Photo Credit: Getty Images
Happy New Year! I know the ball has already dropped, the resolutions have probably been made, and the winter clothes have long since been aired out and in rotation. Nonetheless, it’s a new year, and we should celebrate with a new attitude and a fresh point of view. Right? But, before crossing that line, I’ve got to give homage to an old Southern tradition. Did anybody celebrate the New Year with black-eyed peas and collard greens? The former is for good luck and the latter is for great fortune. This tradition is almost just as popular in the South as turkey on Thanksgiving. How about a big bowl of black-eyed peas, rice, smoked pork and spices? Was anyone celebrating with this Southern favorite?

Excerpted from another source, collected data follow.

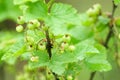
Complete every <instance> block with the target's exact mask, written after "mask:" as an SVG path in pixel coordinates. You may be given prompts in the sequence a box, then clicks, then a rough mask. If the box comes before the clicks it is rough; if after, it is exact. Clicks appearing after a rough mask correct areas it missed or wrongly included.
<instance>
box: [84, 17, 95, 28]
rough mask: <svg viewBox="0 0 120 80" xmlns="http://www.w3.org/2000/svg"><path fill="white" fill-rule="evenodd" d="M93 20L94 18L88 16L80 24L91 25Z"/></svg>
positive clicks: (93, 22) (85, 25)
mask: <svg viewBox="0 0 120 80" xmlns="http://www.w3.org/2000/svg"><path fill="white" fill-rule="evenodd" d="M94 22H95V19H93V18H91V17H90V18H88V19H86V20H85V21H83V22H82V24H83V25H84V26H91V25H92V24H93V23H94Z"/></svg>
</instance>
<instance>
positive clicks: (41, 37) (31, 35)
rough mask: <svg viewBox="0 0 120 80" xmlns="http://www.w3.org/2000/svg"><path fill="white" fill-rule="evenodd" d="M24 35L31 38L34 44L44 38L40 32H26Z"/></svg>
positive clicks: (32, 30) (38, 30)
mask: <svg viewBox="0 0 120 80" xmlns="http://www.w3.org/2000/svg"><path fill="white" fill-rule="evenodd" d="M26 33H27V36H29V37H32V38H33V39H34V42H35V43H37V42H39V41H40V40H42V39H44V38H45V35H44V33H43V32H42V31H40V30H27V32H26Z"/></svg>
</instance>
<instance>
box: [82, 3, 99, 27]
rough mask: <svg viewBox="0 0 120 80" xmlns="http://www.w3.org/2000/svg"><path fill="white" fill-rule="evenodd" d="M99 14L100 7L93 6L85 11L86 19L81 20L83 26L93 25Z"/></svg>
mask: <svg viewBox="0 0 120 80" xmlns="http://www.w3.org/2000/svg"><path fill="white" fill-rule="evenodd" d="M100 14H101V5H100V4H95V5H93V7H92V8H89V9H88V10H87V11H86V15H87V19H85V20H83V22H82V24H83V25H84V26H90V25H92V24H94V23H95V21H96V19H97V17H98V16H99V15H100Z"/></svg>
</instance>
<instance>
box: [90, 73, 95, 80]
mask: <svg viewBox="0 0 120 80" xmlns="http://www.w3.org/2000/svg"><path fill="white" fill-rule="evenodd" d="M95 74H96V71H94V72H91V75H90V79H89V80H93V78H94V76H95Z"/></svg>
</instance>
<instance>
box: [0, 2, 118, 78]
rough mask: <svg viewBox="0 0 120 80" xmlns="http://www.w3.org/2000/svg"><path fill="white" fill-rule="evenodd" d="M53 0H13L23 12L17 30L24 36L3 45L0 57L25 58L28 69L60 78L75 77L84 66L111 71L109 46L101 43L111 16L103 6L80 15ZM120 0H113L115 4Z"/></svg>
mask: <svg viewBox="0 0 120 80" xmlns="http://www.w3.org/2000/svg"><path fill="white" fill-rule="evenodd" d="M51 1H52V0H51ZM51 1H49V2H48V3H47V2H45V1H44V0H14V4H15V5H17V6H19V7H20V9H21V11H22V13H23V15H21V16H20V17H18V19H17V22H18V23H19V25H18V26H17V27H16V31H17V32H22V31H24V36H23V35H22V36H21V37H18V38H17V37H16V41H15V44H13V45H12V44H10V45H12V46H9V48H7V49H6V48H4V47H3V48H0V56H1V57H0V58H1V59H2V60H4V61H6V62H9V61H11V59H12V61H13V62H12V63H11V64H15V61H17V59H18V58H19V57H20V58H23V60H25V61H27V66H28V69H29V70H37V69H39V68H45V72H46V74H47V72H51V73H52V76H54V78H56V75H57V78H60V79H61V80H66V79H67V80H69V79H68V78H75V77H76V75H77V74H79V73H80V70H81V69H82V67H83V66H84V65H85V67H86V68H87V69H89V70H90V71H100V72H103V71H109V70H111V65H110V63H109V62H108V60H107V47H106V46H105V45H103V44H102V43H101V42H102V40H104V39H103V38H104V37H106V36H107V34H104V32H107V31H108V30H109V29H108V28H109V26H110V25H109V24H110V22H111V18H110V17H109V16H108V15H107V14H104V13H102V8H101V5H100V4H95V5H94V6H93V8H90V9H88V10H87V11H86V12H85V13H82V14H80V13H78V12H77V10H76V9H75V8H73V7H72V6H71V5H68V4H63V3H57V2H53V3H51ZM119 2H120V1H119V0H114V3H115V4H116V5H118V4H119ZM10 11H11V10H10ZM118 22H119V21H118ZM115 25H116V24H115ZM117 25H119V23H118V24H117ZM101 34H104V36H103V35H102V37H101ZM98 35H99V37H98ZM2 44H3V43H1V44H0V45H2ZM5 44H7V43H5ZM7 45H8V44H7ZM5 47H6V46H5ZM4 49H5V50H7V51H5V54H4V55H3V53H2V52H4ZM1 54H2V55H1ZM28 75H29V74H28ZM48 76H49V77H50V76H51V75H47V77H48ZM18 80H19V79H18ZM51 80H52V78H51Z"/></svg>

Regardless of how you brought in the first day of the New Year, it’s really how you live the next 12 months. One of my favorite lines from Rosalind Russell’s Auntie Mame is, “Life is a banquet and most poor suckers are starving to death.” I tend to follow that philosophy when it comes to food. Well, sort of. My inspiration usually starts from childhood memories, or classic American dishes, and it works out from there.
I bring that up, because I love the combination of black-eyed peas and collard greens too much to only have them once a year. Southern cuisine has a reputation for being fattening and the polar opposite of being healthy, but that doesn’t have to be the case. Black-eyed peas are high in protein, and an excellent source of vitamin A and folic acid. Collard greens are high in vitamins A, B and C and soluble fiber. When you put these two power foods together, you’ve got one heck of a nutritionally-packed dish. It’s really okay for healthy to share the plate with yummy.
Being mindful to keep the nutrients in my ingredients, I decided to combine the flavor profile of Southern cuisine with the cooking style of Asian cuisine. Make sure you have all of your ingredients ready before you start to stir fry:
Pinch of yellow mustard seeds
Cooked black-eyed peas (you may use drained and rinsed canned beans if you like)
Collard greens, cut into thin ribbons 3 inches long
Canned fire-roasted tomatoes (drained)
White wine vinegar
Salt and freshly ground black pepper
We all know that both collards and black-eyed peas taste great with the ham hocks and smoked bacon, but we’re clearly not going in that direction here. I used a smoked finishing salt instead to impart that smoky flavor. Smoked salt goes a long way, so be careful not to overdo it. This is a really quick dish to make in the middle of the week, so enjoy your good fortune of time.